Rocks, Branches, Bones and Folds: Beyond the Surface of Early Modern Drapery

Research Seminar

  • Public event without registration
  • Data: 26.03.2024
  • Ora: 11:00 - 13:00
  • Relatrice: Amanda Hilliam
  • Luogo: Villino Stroganoff, Via Gregoriana 22, 00187 Rome and online
  • Contatto: mara.freiberg@biblhertz.it
Rocks, Branches, Bones and Folds: Beyond the Surface of Early Modern Drapery
Drapery – characterised by its folds and by its relationship to the human body – emerged as a distinct visual element in the practice and theory of early modern art. As this seminar demonstrates, drapery was highly malleable both in its form and in its capacity to take on meaning in the visual realm, and was thus a particular representational challenge for the artist, as well as a site of expression and virtuosity.
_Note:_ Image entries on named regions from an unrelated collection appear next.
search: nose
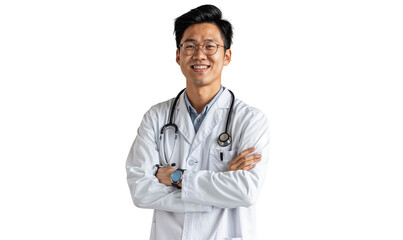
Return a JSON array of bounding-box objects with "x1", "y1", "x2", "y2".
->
[{"x1": 192, "y1": 46, "x2": 207, "y2": 60}]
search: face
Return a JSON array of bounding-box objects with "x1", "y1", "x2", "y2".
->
[{"x1": 176, "y1": 23, "x2": 231, "y2": 87}]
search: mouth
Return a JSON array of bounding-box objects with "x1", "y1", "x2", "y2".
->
[{"x1": 191, "y1": 64, "x2": 210, "y2": 72}]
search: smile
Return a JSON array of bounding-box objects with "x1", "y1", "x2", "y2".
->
[{"x1": 191, "y1": 65, "x2": 210, "y2": 72}]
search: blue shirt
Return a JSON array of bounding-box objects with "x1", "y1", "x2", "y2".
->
[{"x1": 185, "y1": 86, "x2": 225, "y2": 133}]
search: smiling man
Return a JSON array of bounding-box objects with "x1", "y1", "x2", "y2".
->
[{"x1": 126, "y1": 5, "x2": 269, "y2": 240}]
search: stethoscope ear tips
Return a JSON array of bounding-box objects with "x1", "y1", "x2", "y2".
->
[{"x1": 217, "y1": 132, "x2": 232, "y2": 147}]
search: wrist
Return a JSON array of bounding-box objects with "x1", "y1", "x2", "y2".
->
[{"x1": 171, "y1": 168, "x2": 185, "y2": 189}]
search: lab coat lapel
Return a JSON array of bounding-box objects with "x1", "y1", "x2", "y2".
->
[
  {"x1": 175, "y1": 93, "x2": 196, "y2": 144},
  {"x1": 190, "y1": 90, "x2": 231, "y2": 152}
]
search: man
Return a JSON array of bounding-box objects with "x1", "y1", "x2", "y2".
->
[{"x1": 126, "y1": 5, "x2": 269, "y2": 240}]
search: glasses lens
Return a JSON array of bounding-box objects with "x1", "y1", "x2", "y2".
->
[
  {"x1": 203, "y1": 42, "x2": 218, "y2": 55},
  {"x1": 182, "y1": 42, "x2": 196, "y2": 55}
]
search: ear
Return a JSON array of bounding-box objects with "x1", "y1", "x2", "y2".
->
[
  {"x1": 176, "y1": 49, "x2": 180, "y2": 65},
  {"x1": 224, "y1": 49, "x2": 232, "y2": 66}
]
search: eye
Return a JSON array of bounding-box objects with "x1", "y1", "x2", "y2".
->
[{"x1": 183, "y1": 44, "x2": 195, "y2": 49}]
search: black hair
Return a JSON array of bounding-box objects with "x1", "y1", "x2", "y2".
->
[{"x1": 174, "y1": 5, "x2": 232, "y2": 49}]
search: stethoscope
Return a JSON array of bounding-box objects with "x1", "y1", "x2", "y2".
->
[{"x1": 159, "y1": 88, "x2": 235, "y2": 167}]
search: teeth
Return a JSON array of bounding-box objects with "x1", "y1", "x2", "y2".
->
[{"x1": 193, "y1": 66, "x2": 207, "y2": 69}]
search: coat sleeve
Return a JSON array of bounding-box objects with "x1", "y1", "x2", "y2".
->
[
  {"x1": 126, "y1": 109, "x2": 211, "y2": 213},
  {"x1": 182, "y1": 112, "x2": 269, "y2": 208}
]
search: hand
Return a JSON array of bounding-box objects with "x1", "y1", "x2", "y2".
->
[
  {"x1": 227, "y1": 147, "x2": 262, "y2": 171},
  {"x1": 156, "y1": 167, "x2": 176, "y2": 186}
]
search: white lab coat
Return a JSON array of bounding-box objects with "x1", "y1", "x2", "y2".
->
[{"x1": 126, "y1": 90, "x2": 269, "y2": 240}]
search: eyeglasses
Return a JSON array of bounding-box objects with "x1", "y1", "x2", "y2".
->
[{"x1": 179, "y1": 42, "x2": 224, "y2": 56}]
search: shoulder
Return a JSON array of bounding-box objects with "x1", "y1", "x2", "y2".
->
[
  {"x1": 144, "y1": 98, "x2": 174, "y2": 120},
  {"x1": 233, "y1": 99, "x2": 267, "y2": 122}
]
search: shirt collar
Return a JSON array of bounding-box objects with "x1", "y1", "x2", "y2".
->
[{"x1": 184, "y1": 86, "x2": 225, "y2": 116}]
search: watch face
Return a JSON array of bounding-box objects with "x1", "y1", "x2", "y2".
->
[{"x1": 171, "y1": 170, "x2": 182, "y2": 182}]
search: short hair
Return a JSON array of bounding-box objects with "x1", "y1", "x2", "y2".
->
[{"x1": 174, "y1": 5, "x2": 232, "y2": 49}]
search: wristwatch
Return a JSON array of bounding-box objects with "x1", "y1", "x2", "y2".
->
[{"x1": 171, "y1": 168, "x2": 185, "y2": 189}]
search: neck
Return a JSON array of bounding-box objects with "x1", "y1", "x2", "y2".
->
[{"x1": 186, "y1": 83, "x2": 221, "y2": 114}]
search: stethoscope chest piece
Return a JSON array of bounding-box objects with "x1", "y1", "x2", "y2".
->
[{"x1": 217, "y1": 132, "x2": 232, "y2": 147}]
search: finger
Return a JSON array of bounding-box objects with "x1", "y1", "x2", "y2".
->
[
  {"x1": 233, "y1": 154, "x2": 262, "y2": 168},
  {"x1": 238, "y1": 158, "x2": 262, "y2": 169},
  {"x1": 231, "y1": 147, "x2": 256, "y2": 163}
]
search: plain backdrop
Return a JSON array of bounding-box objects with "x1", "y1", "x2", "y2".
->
[{"x1": 0, "y1": 0, "x2": 403, "y2": 240}]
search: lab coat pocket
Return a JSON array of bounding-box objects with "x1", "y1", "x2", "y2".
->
[{"x1": 208, "y1": 149, "x2": 238, "y2": 172}]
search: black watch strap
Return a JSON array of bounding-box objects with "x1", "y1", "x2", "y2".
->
[{"x1": 171, "y1": 168, "x2": 185, "y2": 189}]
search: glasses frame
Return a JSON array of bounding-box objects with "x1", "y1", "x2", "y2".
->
[{"x1": 179, "y1": 42, "x2": 225, "y2": 56}]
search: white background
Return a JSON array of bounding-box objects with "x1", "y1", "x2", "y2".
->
[{"x1": 0, "y1": 0, "x2": 403, "y2": 240}]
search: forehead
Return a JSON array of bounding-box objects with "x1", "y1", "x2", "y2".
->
[{"x1": 181, "y1": 23, "x2": 224, "y2": 43}]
Reflecting on the significance of drapery in the early modern period and in the later historiography, as well as in the discipline of art history today, this seminar proposes that drapery as a textile surface is a way of knowing about how artists conceptualised the making process – particularly in relation to forms of generation in nature – as well as about the poetics of materials, visual metaphor, connections between art, science and philosophy, and the boundary between art and material culture.

Amanda Hilliam is Rush H Kress Fellow at I Tatti, the Harvard Center for Italian Renaissance Studies', and Associate Lecturer in History of Art at the University of York. Previously, she taught at The Courtauld and held the David and Julie Tobey Fellowship at I Tatti. She was co-curator of the exhibition ‘Carlo Crivelli: Shadows on the Sky’ at Ikon Gallery, organised in partnership with the National Gallery, London, and she held a predoctoral position in the Old Master Prints and Drawings department at the National Gallery of Art in Washington.